Foundations and Trends (R) in Robotics Series

A Survey on Policy Search for Robotics

by Marc Peter Deisenroth, Gerhard Neumann, and Jan Peters

Published 30 August 2013

Policy search is a subfield of Reinforcement Learning (RL) that focuses on finding good parameters for a given policy parameterization. It is well suited tor robotics as it can cope with high-dimensional state and action spaces, which is one of the main challenges in robot learning.

A Survey on Policy Search for Robotics reviews recent successes of both model-free and model-based policy search in robot learning. Model-free policy search is a general approach to learn policies based on sampled trajectories. This text classifies model-free methods based on their policy evaluation, policy update, and exploration strategies, and presents a unified view of existing algorithms. Learning a policy is often easier than learning an accurate forward model, and, hence, model-free methods are more frequently used in practice. However, for each sampled trajectory, it is necessary to interact with the robot, which can be time consuming and challenging in practice.

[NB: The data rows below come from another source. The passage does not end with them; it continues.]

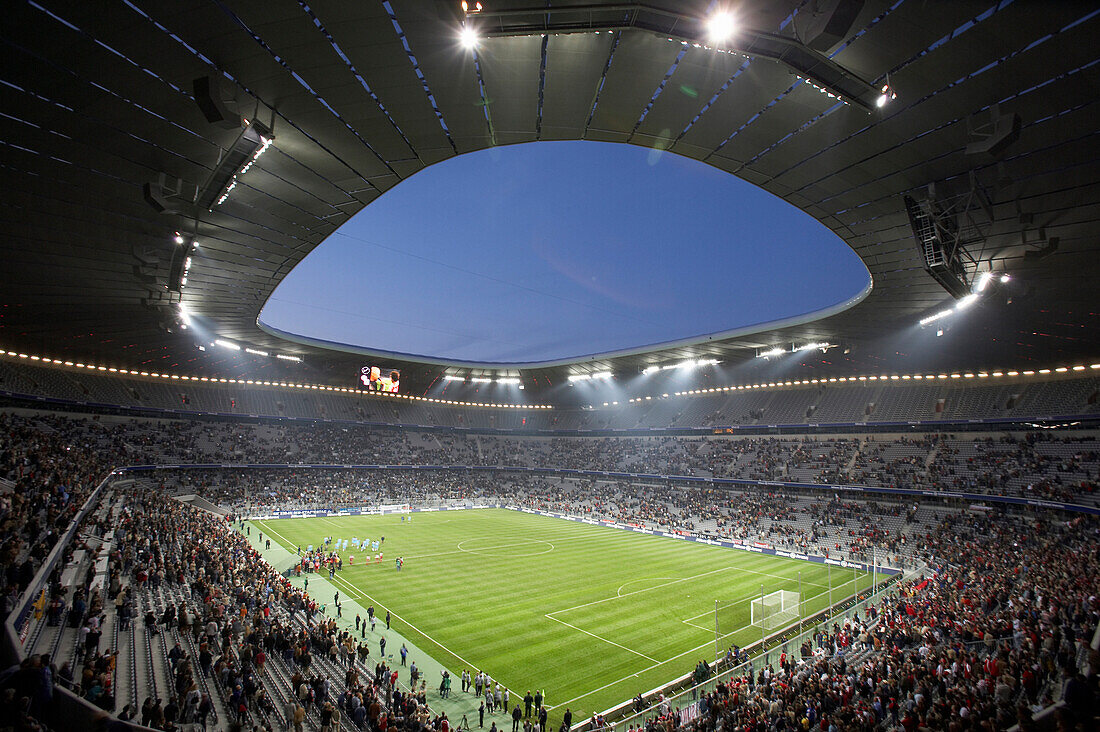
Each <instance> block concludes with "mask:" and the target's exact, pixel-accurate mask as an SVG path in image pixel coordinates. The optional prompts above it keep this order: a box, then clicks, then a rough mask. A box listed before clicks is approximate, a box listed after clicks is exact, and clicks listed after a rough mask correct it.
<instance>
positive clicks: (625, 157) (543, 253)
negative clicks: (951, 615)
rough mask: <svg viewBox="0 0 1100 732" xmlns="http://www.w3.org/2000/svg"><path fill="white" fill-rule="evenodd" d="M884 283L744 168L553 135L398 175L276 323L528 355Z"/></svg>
mask: <svg viewBox="0 0 1100 732" xmlns="http://www.w3.org/2000/svg"><path fill="white" fill-rule="evenodd" d="M867 281H868V274H867V270H866V269H865V267H864V265H862V263H861V262H860V261H859V259H858V258H857V256H856V255H855V253H854V252H851V250H849V249H848V247H847V245H845V244H844V243H843V242H842V241H840V240H839V239H838V238H837V237H836V236H835V234H833V233H832V232H831V231H829V230H828V229H826V228H825V227H823V226H822V225H820V223H818V222H817V221H815V220H814V219H812V218H811V217H809V216H807V215H805V214H803V212H801V211H799V210H798V209H795V208H793V207H791V206H790V205H788V204H785V203H784V201H782V200H780V199H779V198H775V197H774V196H772V195H771V194H768V193H766V192H764V190H762V189H760V188H757V187H756V186H753V185H750V184H748V183H745V182H744V181H740V179H739V178H736V177H734V176H733V175H729V174H727V173H724V172H722V171H718V170H715V168H712V167H709V166H707V165H705V164H703V163H700V162H697V161H693V160H689V159H685V157H681V156H679V155H674V154H671V153H661V152H659V151H656V150H648V149H643V148H638V146H635V145H624V144H614V143H597V142H544V143H531V144H522V145H510V146H505V148H493V149H489V150H484V151H480V152H476V153H470V154H465V155H460V156H458V157H453V159H450V160H447V161H444V162H442V163H438V164H436V165H432V166H430V167H428V168H426V170H423V171H421V172H419V173H417V174H416V175H414V176H412V177H410V178H409V179H407V181H405V182H403V183H400V184H399V185H397V186H395V187H394V188H393V189H390V190H388V192H387V193H386V194H384V195H383V196H381V197H379V198H378V199H376V200H375V201H373V203H372V204H370V205H368V206H366V207H365V208H364V209H363V210H362V211H360V212H359V214H357V215H356V216H354V217H353V218H352V219H351V220H350V221H348V222H346V223H344V225H343V226H342V227H341V228H340V229H339V230H338V231H337V232H335V233H333V234H332V236H331V237H329V238H328V239H327V240H326V241H324V242H322V243H321V244H320V245H319V247H318V248H317V249H316V250H313V252H312V253H310V254H309V255H308V256H307V258H306V259H305V260H304V261H303V262H301V263H300V264H298V266H297V267H295V270H294V271H293V272H290V274H289V275H288V276H287V277H286V278H285V280H284V281H283V283H282V284H279V286H278V287H277V288H276V289H275V292H274V294H273V295H272V297H271V298H270V299H268V302H267V304H266V306H265V307H264V310H263V313H262V314H261V320H262V321H263V323H264V324H265V325H268V326H272V327H275V328H278V329H281V330H285V331H288V332H293V334H298V335H303V336H308V337H310V338H319V339H322V340H329V341H334V342H340V343H350V345H353V346H360V347H364V348H368V349H373V350H377V351H385V352H392V353H399V354H408V356H421V357H430V358H440V359H444V360H453V361H472V362H492V363H521V362H535V361H548V360H559V359H569V358H579V357H583V356H587V354H594V353H606V352H613V351H618V350H625V349H630V348H636V347H641V346H650V345H656V343H661V342H668V341H673V340H680V339H683V338H691V337H697V336H705V335H708V334H716V332H722V331H726V330H730V329H734V328H738V327H742V326H747V325H752V324H757V323H764V321H769V320H775V319H779V318H784V317H789V316H794V315H801V314H804V313H807V312H811V310H816V309H820V308H823V307H828V306H831V305H834V304H836V303H838V302H842V301H844V299H847V298H849V297H851V296H853V295H855V294H857V293H858V292H859V291H861V289H862V288H864V287H865V286H866V284H867Z"/></svg>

Model-based policy search addresses this problem by first learning a simulator of the robot's dynamics from data. Subsequently, the simulator generates trajectories that are used for policy learning. For both model-free and model-based policy search methods, A Survey on Policy Search for Robotics reviews their respective properties and their applicability to robotic systems. It is an invaluable reference for anyone working in the area.